Abstract: TH-PO1013

Development of a New Prediction Model for Graft Function in Living Donor Kidney Transplantation

Session Information

Category: Transplantation

  • 1702 Transplantation: Clinical and Translational

Authors

  • Matsukuma, Yuta, Department of Medicine and Clinical Science, Fukuoka, Japan
  • Masutani, Kosuke, Department of Medicine and Clinical Science, Fukuoka, Japan
  • Tanaka, Shigeru, Fukuoka Dental College, Fukuoka, Japan
  • Tsuchimoto, Akihiro, Department of Medicine and Clinical Science, Fukuoka, Japan
  • Unagami, Kohei, Tokyo Women's Medical University, Tokyo, Japan
  • Okumi, Masayoshi, Tokyo Women's Medical University, Tokyo, Japan
  • Tanabe, Kazunari, Tokyo Women's Medical University, Tokyo, Japan
  • Tsuruya, Kazuhiko, Department of Medicine and Clinical Science, Fukuoka, Japan
  • Kitazono, Takanari, Department of Medicine and Clinical Science, Fukuoka, Japan
Background

In recent years, there has been an increase in usage of grafts from marginal donors in living donor kidney transplantation. Such donors have several co-existing atherosclerotic factors such as aging, hypertension, dyslipidemia, and relatively low renal function. A simple prediction model for post-operative graft function may help to determine whether marginal donors are suitable in clinical settings of living donor kidney transplantation.

Methods

We conducted a single-center retrospective cohort study using clinical and laboratory measurements to construct a prediction model for graft function at 1 year. Low graft function was defined as estimated glomerular filtration rate (eGFR) ≤ 45 mL/min/1.73m2 at 1 year. A risk prediction model for low graft function was developed using multivariable logistic regression model with a stepwise backward elimination method.

Results

A total of 343 living donor kidney transplantation procedures were performed between January 2006 and May 2016. 123 patients had eGFR ≤ 45 mL/min/1.73m2 at 1 year after transplantation.

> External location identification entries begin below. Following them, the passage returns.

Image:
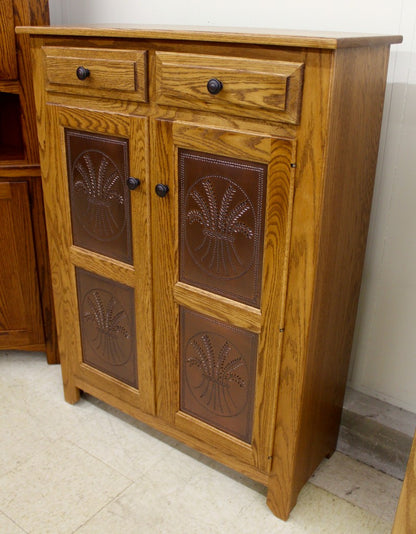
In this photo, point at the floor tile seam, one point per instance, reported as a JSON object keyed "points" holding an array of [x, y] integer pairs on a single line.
{"points": [[109, 503], [356, 505], [83, 449], [14, 522], [27, 459]]}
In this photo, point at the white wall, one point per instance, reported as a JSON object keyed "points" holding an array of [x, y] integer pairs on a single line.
{"points": [[384, 355]]}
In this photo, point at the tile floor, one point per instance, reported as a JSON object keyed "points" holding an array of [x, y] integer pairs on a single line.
{"points": [[90, 469]]}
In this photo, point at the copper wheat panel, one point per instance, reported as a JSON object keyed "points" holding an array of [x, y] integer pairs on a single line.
{"points": [[218, 373], [108, 336], [100, 205], [222, 224]]}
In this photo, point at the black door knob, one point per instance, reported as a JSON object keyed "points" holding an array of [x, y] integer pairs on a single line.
{"points": [[214, 86], [82, 73], [162, 190], [132, 183]]}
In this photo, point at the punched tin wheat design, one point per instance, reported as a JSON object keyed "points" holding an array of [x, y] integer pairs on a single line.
{"points": [[109, 324], [106, 312], [99, 188], [218, 373], [98, 168], [220, 382], [227, 222], [222, 224]]}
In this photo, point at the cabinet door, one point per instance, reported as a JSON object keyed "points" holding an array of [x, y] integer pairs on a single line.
{"points": [[220, 238], [20, 315], [98, 217]]}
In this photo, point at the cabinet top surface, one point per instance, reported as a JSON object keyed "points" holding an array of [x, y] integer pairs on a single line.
{"points": [[263, 36]]}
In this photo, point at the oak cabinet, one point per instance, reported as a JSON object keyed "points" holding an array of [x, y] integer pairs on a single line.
{"points": [[207, 198], [26, 308]]}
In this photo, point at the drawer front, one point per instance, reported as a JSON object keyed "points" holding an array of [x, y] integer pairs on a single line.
{"points": [[238, 86], [117, 74]]}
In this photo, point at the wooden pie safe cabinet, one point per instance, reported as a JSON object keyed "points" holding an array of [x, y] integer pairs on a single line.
{"points": [[207, 196]]}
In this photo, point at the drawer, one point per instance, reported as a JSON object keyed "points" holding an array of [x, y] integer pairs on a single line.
{"points": [[239, 86], [120, 74]]}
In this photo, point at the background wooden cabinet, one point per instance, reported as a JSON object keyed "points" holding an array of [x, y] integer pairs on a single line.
{"points": [[207, 213], [26, 309]]}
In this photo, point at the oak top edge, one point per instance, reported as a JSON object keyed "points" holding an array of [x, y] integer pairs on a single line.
{"points": [[259, 36]]}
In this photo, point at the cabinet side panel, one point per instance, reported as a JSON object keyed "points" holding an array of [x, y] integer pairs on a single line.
{"points": [[20, 316], [8, 67], [301, 276], [355, 122]]}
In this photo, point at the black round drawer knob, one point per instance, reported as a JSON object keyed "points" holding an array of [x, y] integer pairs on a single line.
{"points": [[82, 73], [132, 183], [214, 86], [162, 190]]}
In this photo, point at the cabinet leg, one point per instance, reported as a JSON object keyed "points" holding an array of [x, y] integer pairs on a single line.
{"points": [[72, 394], [279, 500]]}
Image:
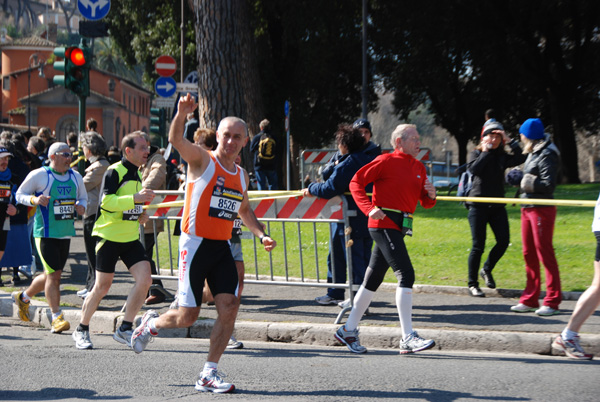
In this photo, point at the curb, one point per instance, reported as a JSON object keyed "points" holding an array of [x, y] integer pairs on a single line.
{"points": [[322, 334]]}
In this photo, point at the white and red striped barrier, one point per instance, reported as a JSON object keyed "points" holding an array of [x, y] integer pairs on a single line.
{"points": [[266, 204]]}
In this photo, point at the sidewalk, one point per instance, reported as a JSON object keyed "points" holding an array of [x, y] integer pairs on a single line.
{"points": [[448, 315]]}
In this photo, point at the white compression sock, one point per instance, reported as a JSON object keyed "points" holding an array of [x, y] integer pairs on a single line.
{"points": [[362, 300], [404, 305], [208, 366]]}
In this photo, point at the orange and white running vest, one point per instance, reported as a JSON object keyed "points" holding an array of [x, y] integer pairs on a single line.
{"points": [[212, 202]]}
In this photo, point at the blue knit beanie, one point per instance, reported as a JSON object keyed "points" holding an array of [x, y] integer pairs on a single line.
{"points": [[533, 129]]}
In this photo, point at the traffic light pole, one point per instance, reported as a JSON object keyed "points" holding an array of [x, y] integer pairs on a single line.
{"points": [[81, 164]]}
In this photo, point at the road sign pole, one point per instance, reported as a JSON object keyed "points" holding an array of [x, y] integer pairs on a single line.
{"points": [[288, 156], [81, 164]]}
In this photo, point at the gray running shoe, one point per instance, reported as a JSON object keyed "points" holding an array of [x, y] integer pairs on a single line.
{"points": [[213, 382], [350, 339], [234, 344], [522, 308], [571, 348], [123, 337], [82, 339], [476, 292], [546, 311], [21, 305], [142, 335], [327, 300], [414, 343]]}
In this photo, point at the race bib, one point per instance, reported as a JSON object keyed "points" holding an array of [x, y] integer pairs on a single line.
{"points": [[225, 203], [64, 209], [5, 193], [237, 227], [407, 224], [134, 213]]}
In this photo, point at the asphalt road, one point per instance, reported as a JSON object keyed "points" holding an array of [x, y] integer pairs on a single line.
{"points": [[37, 365]]}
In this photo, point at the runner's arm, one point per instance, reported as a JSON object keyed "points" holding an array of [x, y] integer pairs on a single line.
{"points": [[193, 154]]}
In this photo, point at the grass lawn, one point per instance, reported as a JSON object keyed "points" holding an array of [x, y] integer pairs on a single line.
{"points": [[439, 248]]}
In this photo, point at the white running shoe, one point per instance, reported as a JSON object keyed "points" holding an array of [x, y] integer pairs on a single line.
{"points": [[344, 304], [414, 343], [326, 300], [234, 343], [82, 339], [350, 339], [142, 335], [546, 311], [213, 382], [123, 337], [522, 308]]}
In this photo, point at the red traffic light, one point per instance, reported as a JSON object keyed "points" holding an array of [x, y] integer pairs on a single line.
{"points": [[77, 57]]}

Risk prediction model for low graft function was developed using donor age, pre-operative eGFR, hypertension, and donor/recipient body weight mismatch. The incidence of low graft function increased linearly with increase in total risk scores (p for trend <0.01). This model demonstrated modest discrimination (c-statistics = 0.75) and good calibration (Hosmer–Lemeshow test: p=0.77).

Conclusion

A new prediction model computed from four pre-operative variables created in this study is simple and useful system in clinical settings for prediction of graft function at 1 year in living donor kidney transplantation.